Victoire du Tea Party sur Occupy Wall Street

2013/01/08 | Par Pierre Dubuc

Dans l’édition de janvier 2013 du Monde Diplomatique, on retrouve, sous la plume de Thomas Frank, une longue analyse de l’échec du mouvement Occupy Wall Street (OWS). Passant en revue les nombreux livres et articles consacrés au phénomène Occupy Wall Street, Thomas Frank les trouvent ennuyeux parce que « tous, à quelques exceptions près, racontent les mêmes anecdotes, citent les mêmes communiqués, déroulent les mêmes interprétations historiques, s’attardent sur les mêmes broutilles ».

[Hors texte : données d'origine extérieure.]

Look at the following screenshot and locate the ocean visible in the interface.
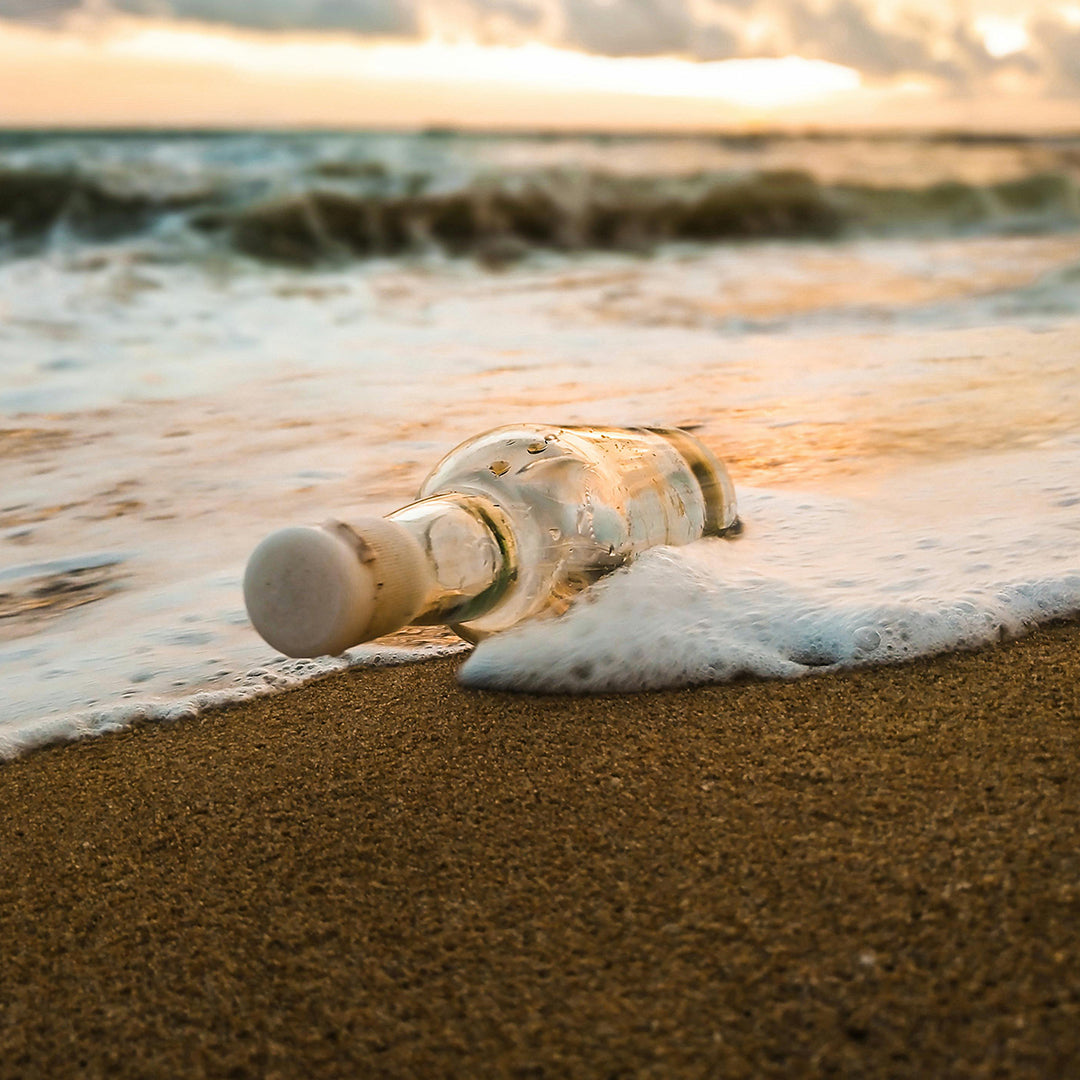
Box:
[0,131,1080,758]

Selon Thomas, « la manière dont OWS est présentée dans ces ouvrages donne l’impression qu’elle n’avait rien d’autre à proposer que la construction de ‘‘communautés’’ dans l’espace public et l’exemple donné au genre humain par le noble refus d’élire des porte-parole ».

« Bâtir une culture de lutte démocratique est certes utile », reconnaît Thomas, mais « le refus de formuler des propositions a constitué une grave erreur tactique ». Il rappelle que « le compte rendu quasi officiel de l’aventure, assimile toute velléité programmatique à un fétiche conçu pour maintenir le peuple dans l’aliénation de la hiérarchie et de la servilité » et que, selon plusieurs des participants, « un mouvement de protestation qui ne formule aucune exigence serait le chef-d’œuvre ultime de la vertu démocratique ».

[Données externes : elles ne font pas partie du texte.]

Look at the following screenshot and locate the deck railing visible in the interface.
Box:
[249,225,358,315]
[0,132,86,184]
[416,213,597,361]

« En s’interdisant d’exiger quoi que ce soit, OWS s’est enfermé dans le ‘‘ culte de la participation’’. Autant dire dans une protestation dont le contenu se résume à la satisfaction d’avoir protesté », conclut-il.

Thomas attribue ce cul-de-sac à la composition du mouvement, issu principalement du monde universitaire américain. Il s’étonne que le mouvement ne se soit pas attaqué aux frais de scolarité qui font qu’il n’est pas rare qu’un diplômé arrive sur le marché du travail avec des dettes dépassant les 100 000 $.

Pour illustrer son point de vue, il donne l’exemple du mouvement étudiant québécois. « Que l’on songe aux manifestations qui ont ébranlé le Québec le printemps dernier, quand une partie importante de la population est venue soutenir dans la rue l’exigence estudiantine d’une éducation accessible à tous : là-bas, le mouvement a gagné. Les étudiants ont obtenu presque tout ce qu’ils demandaient. La protestation sociale a fait valser les portes de l’université. »

« Occupy Wall Street a réalisé d’excellentes choses, reconnaît Thomas. Il a su trouver un bon slogan, identifier le bon ennemi et capter l’imagination populaire. Il a donné forme à une culture protestataire démocratique. Il a redonné vigueur à la notion de solidarité, vertu cardinale de la gauche » mais il n’est pas « parvenu à faire cause commune avec le peuple ».

Le bilan de OWS est mince lorsqu’on le compare à un autre mouvement s’inspirant du même courant libertarien, celui du Tea Party. Thomas rappelle que « grâce à ces bénévoles de la surenchère, le Parti républicain est redevenu majoritaire à la Chambre des représentants; dans les législatures d’État, il a pris six cents sièges aux démocrates. Le Tea Party a même réussi à propulser un des siens, M. Paul Ryan, à la candidature pour la vice-présidence des États-Unis ».

D’où est venu ce succès? Thomas écrit : « Le succès venant, le Tea Party a remisé au placard ses discours bravaches sur l’organisation horizontale. Autant de boniments dont la principale vocation était d’appâter le client. Ce mouvement, contrairement à OWS, n’avait pas de penseurs poststructuralistes, mais il disposait d’argent, de réseaux et de l’appui d’une grande chaîne de télévision (Fox News). Aussi n’a-t-il pas tardé à produire des dirigeants, des revendications et un alignement fructueux sur le Parti républicain. Occupy Wall Street n’a pas pris ce chemin-là. L’horizontalité, il y croyait vraiment. Après avoir connu un succès foudroyant, il s’est disloqué en vol. »

Thomas conclut son analyse, dont nous ne donnons qu’un bref résumé, par ces mots : « L’ordre ancien perdure et il apparaît de plus en plus évident que seul un mouvement social de masse, solidement ancré à gauche, pourra mettre fin à l’ère néolibérale. Malheureusement, OWS n’en fut pas un ».